Range Description: This species is endemic to Australia. The only published records of this species are from the type locality in the upper reaches of Currumbin Creek in southeast Queensland (Riek 1956, Morgan 1988), and it has not been collected below approximately 150 m above sea level (J. Coughran and J. M. Furse pers. comm. 2008). This species has an estimated extent of occurrence less than 100 km2 (J. Coughran and J. M. Furse pers. comm. 2008).
Countries:
Native:
Australia (Queensland)
Range Map: Click here to open the map viewer and explore range.

Population [top]

Population: This species is believed to be extremely rare within its highly restricted distribution (J. Coughran and J. M. Furse pers. comm. 2008). Despite various extensive targeted surveys (J.M. Furse pers. obs. 2000, 2001 and 2002, J. Coughran pers. obs. 2007 and 2008) only three specimens of this species were captured (J. Coughran and J. M. Furse pers. comm. 2008).
Population Trend: Unknown

Habitat and Ecology [top]

Habitat and Ecology: This species is known to occur in the Currumbin Creek, which is characterized by cool, clear, fast-flowing water in a rainforested area (J. Coughran and J. M. Furse pers. comm. 2008). This species is restricted to heavily shaded, well oxygenated waters in rainforest where it can burrow under logs and rocks. Furthermore, it co-occurs with the much larger Euastacus valentulus and Euastacus sulcatus (J. Coughran and J. M. Furse pers. comm. 2008).
Systems: Freshwater

Threats [top]

Major Threat(s): Given its highly restricted range, this species is extremely susceptible to localized threats, including bush fires, forest management practices, habitat destruction and over exploitation by collectors (J. Coughran and J.M. Furse pers. comm. 2009). This species is also susceptible to climate change, including increasing temperature, alterations to hydrological regimes, severe weather events and loss of suitable highland habitat (Chiew and McMahon 2002, Howden 2003, Hughes 2003, Pittock 2003, Hennessy 2006, Westoby and Burgman 2006, IPCC 2007. Land use management on private properties situated at the top of the catchment (on the Springbrook Plateau), could lead to declines in habitat/water quality due to pesticides, pathogens, pollution, siltation, and eutrophication. Given the highly restricted distribution of this species, these impacts could lead to significant population declines, or extinction.    
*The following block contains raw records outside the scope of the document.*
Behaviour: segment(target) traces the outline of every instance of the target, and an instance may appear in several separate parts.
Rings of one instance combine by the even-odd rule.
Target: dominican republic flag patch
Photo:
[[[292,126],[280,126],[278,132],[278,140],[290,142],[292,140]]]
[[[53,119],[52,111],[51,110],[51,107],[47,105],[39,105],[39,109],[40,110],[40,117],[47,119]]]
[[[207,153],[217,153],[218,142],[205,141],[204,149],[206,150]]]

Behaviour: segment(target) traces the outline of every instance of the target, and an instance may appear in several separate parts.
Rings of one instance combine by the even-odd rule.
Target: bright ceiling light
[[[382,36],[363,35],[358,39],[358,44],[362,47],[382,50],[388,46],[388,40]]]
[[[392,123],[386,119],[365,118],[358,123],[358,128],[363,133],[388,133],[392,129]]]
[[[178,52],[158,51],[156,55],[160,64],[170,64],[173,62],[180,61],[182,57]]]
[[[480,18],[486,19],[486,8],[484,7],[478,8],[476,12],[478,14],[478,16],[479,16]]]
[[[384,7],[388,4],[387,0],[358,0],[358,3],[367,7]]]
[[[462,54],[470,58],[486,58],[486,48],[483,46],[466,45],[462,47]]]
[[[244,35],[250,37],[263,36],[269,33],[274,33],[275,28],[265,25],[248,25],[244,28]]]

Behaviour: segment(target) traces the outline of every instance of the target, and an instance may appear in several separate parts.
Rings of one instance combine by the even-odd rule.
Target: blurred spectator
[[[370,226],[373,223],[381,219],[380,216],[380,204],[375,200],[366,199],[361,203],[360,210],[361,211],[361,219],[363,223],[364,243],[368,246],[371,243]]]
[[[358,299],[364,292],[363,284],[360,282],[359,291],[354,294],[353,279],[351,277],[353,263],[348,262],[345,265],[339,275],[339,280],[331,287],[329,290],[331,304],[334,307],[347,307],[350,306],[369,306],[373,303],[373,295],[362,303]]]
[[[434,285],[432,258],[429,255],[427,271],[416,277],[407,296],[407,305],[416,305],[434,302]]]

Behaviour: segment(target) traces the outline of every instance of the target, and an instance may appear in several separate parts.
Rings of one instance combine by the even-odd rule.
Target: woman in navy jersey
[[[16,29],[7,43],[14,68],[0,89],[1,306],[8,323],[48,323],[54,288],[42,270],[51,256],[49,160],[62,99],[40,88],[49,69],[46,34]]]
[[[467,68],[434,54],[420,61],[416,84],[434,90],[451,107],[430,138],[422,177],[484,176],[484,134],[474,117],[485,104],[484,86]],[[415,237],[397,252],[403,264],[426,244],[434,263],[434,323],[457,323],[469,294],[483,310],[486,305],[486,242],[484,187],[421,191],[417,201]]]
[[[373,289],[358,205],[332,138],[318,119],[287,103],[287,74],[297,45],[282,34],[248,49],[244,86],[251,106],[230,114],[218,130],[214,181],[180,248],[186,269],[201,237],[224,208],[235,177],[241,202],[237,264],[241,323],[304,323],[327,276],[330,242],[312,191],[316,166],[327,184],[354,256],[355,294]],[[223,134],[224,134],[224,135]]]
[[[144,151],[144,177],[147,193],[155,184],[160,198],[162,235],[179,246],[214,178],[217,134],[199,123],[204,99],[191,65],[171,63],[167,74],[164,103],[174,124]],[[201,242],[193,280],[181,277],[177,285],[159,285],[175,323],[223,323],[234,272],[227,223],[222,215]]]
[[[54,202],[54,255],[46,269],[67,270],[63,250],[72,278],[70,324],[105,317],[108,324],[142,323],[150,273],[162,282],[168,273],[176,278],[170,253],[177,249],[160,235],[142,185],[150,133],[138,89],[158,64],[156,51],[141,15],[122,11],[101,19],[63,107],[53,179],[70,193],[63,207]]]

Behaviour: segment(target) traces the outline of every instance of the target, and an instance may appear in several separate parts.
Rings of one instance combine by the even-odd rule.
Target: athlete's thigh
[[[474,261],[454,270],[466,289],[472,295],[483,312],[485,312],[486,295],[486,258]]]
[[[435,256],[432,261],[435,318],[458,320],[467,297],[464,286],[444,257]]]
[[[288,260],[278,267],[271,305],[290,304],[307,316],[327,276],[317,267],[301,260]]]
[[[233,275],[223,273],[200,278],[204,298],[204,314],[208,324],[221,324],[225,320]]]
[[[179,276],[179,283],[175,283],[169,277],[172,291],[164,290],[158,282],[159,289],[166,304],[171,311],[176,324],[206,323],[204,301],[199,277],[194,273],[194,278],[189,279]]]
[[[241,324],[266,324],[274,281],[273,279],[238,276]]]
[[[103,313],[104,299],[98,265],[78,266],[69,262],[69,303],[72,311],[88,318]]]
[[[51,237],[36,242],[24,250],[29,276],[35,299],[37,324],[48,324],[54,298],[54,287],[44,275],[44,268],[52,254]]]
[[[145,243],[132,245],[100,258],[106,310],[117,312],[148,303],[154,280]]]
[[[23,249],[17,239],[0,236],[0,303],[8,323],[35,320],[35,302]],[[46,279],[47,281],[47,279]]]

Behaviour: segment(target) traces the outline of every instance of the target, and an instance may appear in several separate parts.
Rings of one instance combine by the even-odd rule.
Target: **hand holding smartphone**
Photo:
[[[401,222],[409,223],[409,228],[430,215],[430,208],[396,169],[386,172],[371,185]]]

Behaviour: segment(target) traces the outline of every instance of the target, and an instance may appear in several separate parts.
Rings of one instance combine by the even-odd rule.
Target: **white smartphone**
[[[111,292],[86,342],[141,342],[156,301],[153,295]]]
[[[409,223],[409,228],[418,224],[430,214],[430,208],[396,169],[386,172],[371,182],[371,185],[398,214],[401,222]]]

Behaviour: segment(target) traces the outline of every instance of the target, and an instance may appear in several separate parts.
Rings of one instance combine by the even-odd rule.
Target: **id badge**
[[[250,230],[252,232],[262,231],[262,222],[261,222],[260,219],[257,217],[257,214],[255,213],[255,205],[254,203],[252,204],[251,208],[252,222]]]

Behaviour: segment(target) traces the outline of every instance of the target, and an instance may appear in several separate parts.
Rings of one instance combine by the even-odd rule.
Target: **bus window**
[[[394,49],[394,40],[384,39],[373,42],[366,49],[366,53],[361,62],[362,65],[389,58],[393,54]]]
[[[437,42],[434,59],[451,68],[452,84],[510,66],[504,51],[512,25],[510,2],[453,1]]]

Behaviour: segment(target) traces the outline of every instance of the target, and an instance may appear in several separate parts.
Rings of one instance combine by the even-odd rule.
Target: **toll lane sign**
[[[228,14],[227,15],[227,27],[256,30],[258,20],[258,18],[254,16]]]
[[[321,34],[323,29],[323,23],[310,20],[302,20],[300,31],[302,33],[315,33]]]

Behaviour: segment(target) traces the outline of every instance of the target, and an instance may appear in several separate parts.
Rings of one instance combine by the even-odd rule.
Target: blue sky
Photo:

There is a potential large scale threat from Cane Toads (Bufo marinus) (DEH 2004b) although there is no specific information on impacts upon this species. Other introduced exotic species (cats, foxes, pigs, goats) that have generally been found to impact on crayfish (Green and Osbourne 1981, Horwitz 1990, Merrick 1995, Eyre et al. 1997, ACT Government 2007, O'Brien 2007) also occur in this species' range (DEH 2004a,c,d,e) and given this species highly restricted distribution, could have serious impacts by contributing to declines in its distribution and/or abundance (J. Coughran and J.M. Furse pers. comm. 2009).

Conservation Actions [top]

Conservation Actions:

There are no species-specific conservation measures in place for this species, however its distribution is wholly within QueenslandParks and Wildlife Service property. Research should be initiated to include population assessment and monitoring, biological and life history information, habitat requirements, investigations into environmental tolerances and resilience to exotic species.  

 

All ‘spiny crayfish’ (Euastacus) species in Queensland are officially no take species under the Fisheries Act 1994 and must be released if captured (DPIF 2007). There is no information available on the levels of compliance, although evidence of illegal poaching is frequently observed. It is also noted that species such as Euastacus maidae are not spiny (Morgan 1988; Coughran 2008), and thus may be easily confused with smooth Cherax (unprotected) and inadvertently taken by recreational fishers.


Citation: Coughran, J. & Furse, J. 2010. Euastacus maidae. The IUCN Red List of Threatened Species. Version 2014.2. <www.iucnredlist.org>. Downloaded on 18 September 2014.